Ensuite on découvrit les Quancies. Ces derniers, qui vivaient dans la mer d’une planète lointaine, étaient dotés de nageoires naines. Comme ils n’avaient pas de mains, ils n’étaient pas doués du tout pour fabriquer des objets. Personne ne décréta donc qu’ils avaient atteint le stade de la technologie. Toutefois, ils possédaient un langage, plus ou moins traduisible, et présentaient un Q.I. supérieur à celui des dauphins ou des requins mais très inférieur à celui de l’homme. L’Autorité versa la prime. (Il faut préciser que la richesse qu’elle avait alors accumulée lui permettait de faire la généreuse.)
Voilà tous les vivants découverts dans l’espace.

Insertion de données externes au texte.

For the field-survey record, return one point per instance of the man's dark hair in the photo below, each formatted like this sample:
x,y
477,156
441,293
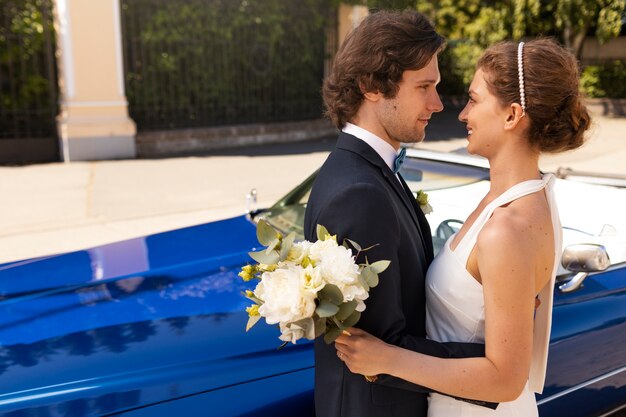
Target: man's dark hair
x,y
374,56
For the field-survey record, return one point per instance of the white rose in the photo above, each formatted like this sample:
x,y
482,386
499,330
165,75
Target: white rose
x,y
291,332
338,267
313,280
284,294
298,251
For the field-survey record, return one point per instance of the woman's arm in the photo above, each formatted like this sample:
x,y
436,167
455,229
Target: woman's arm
x,y
506,257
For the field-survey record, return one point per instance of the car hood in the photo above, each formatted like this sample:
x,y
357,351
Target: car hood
x,y
134,323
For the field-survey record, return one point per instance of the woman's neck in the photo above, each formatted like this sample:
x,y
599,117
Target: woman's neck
x,y
507,170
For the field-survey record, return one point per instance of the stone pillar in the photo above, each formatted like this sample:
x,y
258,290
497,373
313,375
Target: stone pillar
x,y
93,122
349,18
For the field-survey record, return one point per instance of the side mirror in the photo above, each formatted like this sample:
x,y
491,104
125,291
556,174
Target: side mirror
x,y
583,259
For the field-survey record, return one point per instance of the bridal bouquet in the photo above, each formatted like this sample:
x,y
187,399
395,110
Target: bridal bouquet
x,y
308,288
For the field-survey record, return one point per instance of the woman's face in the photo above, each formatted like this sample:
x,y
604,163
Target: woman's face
x,y
484,116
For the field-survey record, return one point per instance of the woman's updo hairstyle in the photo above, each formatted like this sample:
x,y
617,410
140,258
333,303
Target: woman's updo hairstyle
x,y
558,118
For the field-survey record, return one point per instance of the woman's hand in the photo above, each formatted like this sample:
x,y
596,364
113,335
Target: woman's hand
x,y
363,353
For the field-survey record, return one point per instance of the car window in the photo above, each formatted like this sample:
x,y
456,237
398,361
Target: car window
x,y
287,214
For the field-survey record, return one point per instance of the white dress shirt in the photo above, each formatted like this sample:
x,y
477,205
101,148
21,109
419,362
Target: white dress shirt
x,y
382,148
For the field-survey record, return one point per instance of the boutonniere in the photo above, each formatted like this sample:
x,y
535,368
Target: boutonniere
x,y
422,200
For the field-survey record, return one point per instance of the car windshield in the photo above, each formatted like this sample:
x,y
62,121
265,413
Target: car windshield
x,y
287,215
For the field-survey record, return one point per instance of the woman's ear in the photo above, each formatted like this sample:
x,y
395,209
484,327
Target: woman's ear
x,y
514,116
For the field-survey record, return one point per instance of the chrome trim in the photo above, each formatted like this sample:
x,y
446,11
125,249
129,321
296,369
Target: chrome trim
x,y
574,283
454,158
583,385
610,413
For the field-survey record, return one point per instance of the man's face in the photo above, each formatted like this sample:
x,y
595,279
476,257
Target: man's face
x,y
404,117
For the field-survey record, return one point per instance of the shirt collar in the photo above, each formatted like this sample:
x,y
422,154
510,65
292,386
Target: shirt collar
x,y
382,148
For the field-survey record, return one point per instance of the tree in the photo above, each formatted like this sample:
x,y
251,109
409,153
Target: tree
x,y
574,19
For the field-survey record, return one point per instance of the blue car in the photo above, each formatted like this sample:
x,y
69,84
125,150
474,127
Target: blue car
x,y
155,326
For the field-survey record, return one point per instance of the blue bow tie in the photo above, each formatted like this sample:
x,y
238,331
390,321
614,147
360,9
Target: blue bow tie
x,y
399,160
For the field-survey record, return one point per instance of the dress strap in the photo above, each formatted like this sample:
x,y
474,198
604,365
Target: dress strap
x,y
543,315
465,246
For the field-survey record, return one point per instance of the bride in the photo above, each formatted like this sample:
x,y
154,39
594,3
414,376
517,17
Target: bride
x,y
482,286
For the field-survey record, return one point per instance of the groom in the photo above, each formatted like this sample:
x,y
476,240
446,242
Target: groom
x,y
381,93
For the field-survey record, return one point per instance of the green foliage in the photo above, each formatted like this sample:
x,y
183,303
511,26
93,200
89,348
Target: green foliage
x,y
604,80
217,62
26,88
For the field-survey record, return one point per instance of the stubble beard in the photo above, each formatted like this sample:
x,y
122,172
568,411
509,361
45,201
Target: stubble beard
x,y
400,131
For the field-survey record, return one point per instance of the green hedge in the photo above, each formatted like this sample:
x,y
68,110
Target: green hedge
x,y
604,80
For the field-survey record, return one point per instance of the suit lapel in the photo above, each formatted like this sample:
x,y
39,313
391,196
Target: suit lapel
x,y
353,144
424,227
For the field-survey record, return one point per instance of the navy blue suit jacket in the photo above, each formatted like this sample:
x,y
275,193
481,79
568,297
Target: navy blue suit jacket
x,y
357,196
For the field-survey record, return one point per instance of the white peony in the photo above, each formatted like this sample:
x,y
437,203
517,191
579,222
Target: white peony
x,y
313,280
337,266
285,295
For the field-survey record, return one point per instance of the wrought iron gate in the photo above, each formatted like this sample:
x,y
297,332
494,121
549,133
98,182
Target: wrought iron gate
x,y
28,82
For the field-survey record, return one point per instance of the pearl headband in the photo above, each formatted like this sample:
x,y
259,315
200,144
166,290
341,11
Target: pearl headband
x,y
520,71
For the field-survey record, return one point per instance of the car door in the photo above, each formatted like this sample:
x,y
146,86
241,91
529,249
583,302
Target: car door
x,y
587,361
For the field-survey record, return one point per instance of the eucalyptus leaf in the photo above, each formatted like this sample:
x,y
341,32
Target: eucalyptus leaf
x,y
308,326
346,309
286,246
326,309
263,258
322,233
331,293
332,334
320,326
252,321
265,233
364,283
355,245
273,244
352,320
373,246
380,266
369,276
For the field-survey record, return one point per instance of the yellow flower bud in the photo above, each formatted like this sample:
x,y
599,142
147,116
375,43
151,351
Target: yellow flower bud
x,y
247,272
253,310
267,268
422,198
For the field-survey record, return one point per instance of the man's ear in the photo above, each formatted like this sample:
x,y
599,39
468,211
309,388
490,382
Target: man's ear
x,y
369,95
514,116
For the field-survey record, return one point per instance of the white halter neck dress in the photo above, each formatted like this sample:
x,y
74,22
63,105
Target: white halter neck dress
x,y
455,308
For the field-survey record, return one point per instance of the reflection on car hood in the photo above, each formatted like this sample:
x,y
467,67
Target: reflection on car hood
x,y
133,323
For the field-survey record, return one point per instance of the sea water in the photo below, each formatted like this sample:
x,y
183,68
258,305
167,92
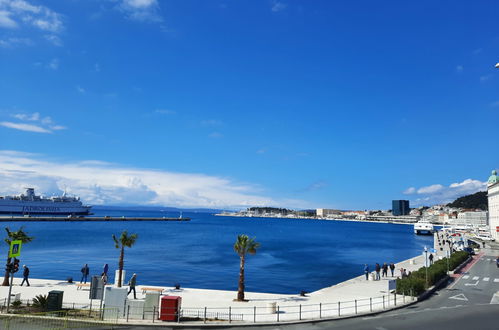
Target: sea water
x,y
294,254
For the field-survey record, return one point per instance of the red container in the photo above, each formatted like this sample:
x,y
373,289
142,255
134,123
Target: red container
x,y
170,306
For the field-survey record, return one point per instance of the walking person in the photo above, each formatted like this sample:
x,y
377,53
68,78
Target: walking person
x,y
132,283
366,271
106,269
385,270
84,273
25,275
104,278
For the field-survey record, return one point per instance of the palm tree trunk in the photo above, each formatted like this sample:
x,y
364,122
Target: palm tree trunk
x,y
240,290
7,275
120,265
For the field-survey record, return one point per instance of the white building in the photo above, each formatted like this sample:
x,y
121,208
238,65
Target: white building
x,y
471,218
493,193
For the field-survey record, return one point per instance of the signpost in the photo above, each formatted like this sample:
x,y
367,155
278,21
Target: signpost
x,y
14,251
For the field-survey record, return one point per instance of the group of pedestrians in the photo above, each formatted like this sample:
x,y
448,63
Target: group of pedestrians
x,y
85,271
383,269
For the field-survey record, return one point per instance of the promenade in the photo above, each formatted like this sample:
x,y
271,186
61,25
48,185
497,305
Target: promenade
x,y
355,296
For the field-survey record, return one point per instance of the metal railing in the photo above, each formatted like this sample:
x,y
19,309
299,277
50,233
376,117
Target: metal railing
x,y
273,312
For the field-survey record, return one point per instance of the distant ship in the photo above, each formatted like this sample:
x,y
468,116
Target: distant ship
x,y
29,203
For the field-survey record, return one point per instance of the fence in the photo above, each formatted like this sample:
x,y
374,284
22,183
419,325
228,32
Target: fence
x,y
272,312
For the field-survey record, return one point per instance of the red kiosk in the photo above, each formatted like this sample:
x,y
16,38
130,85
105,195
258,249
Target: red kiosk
x,y
170,307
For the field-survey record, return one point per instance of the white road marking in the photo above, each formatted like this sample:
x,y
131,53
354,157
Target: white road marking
x,y
459,297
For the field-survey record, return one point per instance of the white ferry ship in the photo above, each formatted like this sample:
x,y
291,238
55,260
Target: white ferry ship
x,y
29,203
423,227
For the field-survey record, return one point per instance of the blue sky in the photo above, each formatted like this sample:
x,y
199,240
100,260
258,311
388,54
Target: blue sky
x,y
238,103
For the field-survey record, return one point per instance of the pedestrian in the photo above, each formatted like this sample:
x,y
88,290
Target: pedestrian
x,y
385,270
84,273
377,268
392,268
366,271
104,278
106,268
132,283
25,275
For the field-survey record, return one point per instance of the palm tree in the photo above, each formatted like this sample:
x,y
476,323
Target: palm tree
x,y
120,243
244,245
19,235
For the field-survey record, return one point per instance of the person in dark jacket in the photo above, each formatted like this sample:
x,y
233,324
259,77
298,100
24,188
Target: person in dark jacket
x,y
84,273
25,275
132,283
366,271
392,268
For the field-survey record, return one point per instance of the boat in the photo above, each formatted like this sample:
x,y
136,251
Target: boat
x,y
29,203
423,227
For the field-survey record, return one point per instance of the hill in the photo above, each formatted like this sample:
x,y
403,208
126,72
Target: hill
x,y
475,201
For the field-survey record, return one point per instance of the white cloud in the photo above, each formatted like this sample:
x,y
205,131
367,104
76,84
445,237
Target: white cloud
x,y
98,182
14,13
437,193
278,6
6,21
40,125
141,10
53,39
14,41
410,191
25,127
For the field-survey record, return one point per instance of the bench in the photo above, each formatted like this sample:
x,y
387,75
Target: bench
x,y
146,289
82,285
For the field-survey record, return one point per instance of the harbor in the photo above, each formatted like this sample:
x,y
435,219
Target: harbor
x,y
86,219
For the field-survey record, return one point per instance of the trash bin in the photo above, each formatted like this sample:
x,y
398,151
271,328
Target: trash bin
x,y
170,306
272,308
54,300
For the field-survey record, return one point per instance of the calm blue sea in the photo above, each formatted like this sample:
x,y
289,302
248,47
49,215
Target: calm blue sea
x,y
294,255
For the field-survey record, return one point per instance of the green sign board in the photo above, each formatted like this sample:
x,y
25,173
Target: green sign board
x,y
15,249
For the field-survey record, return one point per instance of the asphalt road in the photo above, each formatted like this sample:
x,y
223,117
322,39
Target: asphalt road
x,y
464,304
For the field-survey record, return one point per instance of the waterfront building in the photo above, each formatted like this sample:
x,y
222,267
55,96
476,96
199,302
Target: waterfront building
x,y
471,218
400,207
493,195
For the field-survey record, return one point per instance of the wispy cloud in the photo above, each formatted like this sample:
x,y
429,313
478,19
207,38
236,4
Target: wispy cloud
x,y
98,182
277,6
141,10
14,42
438,193
32,123
16,13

Bien sûr, on trouva aussi des traces de « civilisations disparues ». Çà et là, une planète présentait des structures de métal raffiné qui n’avaient pas encore totalement rouillé. D’autres prouvaient qu’un peuple, quelque part, avait progressé au point de polluer son environnement avec des nuclides radioactifs.
Rien d’autre.
Plus les humains arpentaient la Galaxie, plus leur étonnement augmentait. Où étaient donc les anciennes civilisations, nom d’un chien ? Celles qui avaient atteint le stade de la culture terrienne un million ou un milliard d’années auparavant ? Pourquoi aucune n’avait-elle survécu ?
C’était un peu comme si les explorateurs de la jungle amazonienne avaient découvert des huttes et des villages, mais des cadavres au lieu d’habitants en chair et en os : ces explorateurs se seraient également demandé ce qui avait tué tous ces gens.
Les prospecteurs de la Grande Porte se posaient la même question. Ils auraient baissé les bras s’ils n’avaient trouvé aucune trace d’autres intelligences (toujours sans compter les Heechees eux-mêmes, bien sûr). Les membres de la race humaine qui s’intéressaient à ce genre de choses avaient été préparés à cet échec depuis longtemps : les recherches SETI et les estimations cosmologiques leur avaient enseigné que l’univers est un immense désert. Seulement, d’autres créatures avaient existé. Et elles semblaient avoir été capables d’atteindre le niveau de technologie et de sagesse de la race humaine. Elles avaient existé, et à présent, elles avaient disparu.
Que s’était-il donc passé ?
Un temps fou s’écoula avant que la race humaine ne parvînt à trouver la réponse, et celle-ci ne lui plut pas du tout.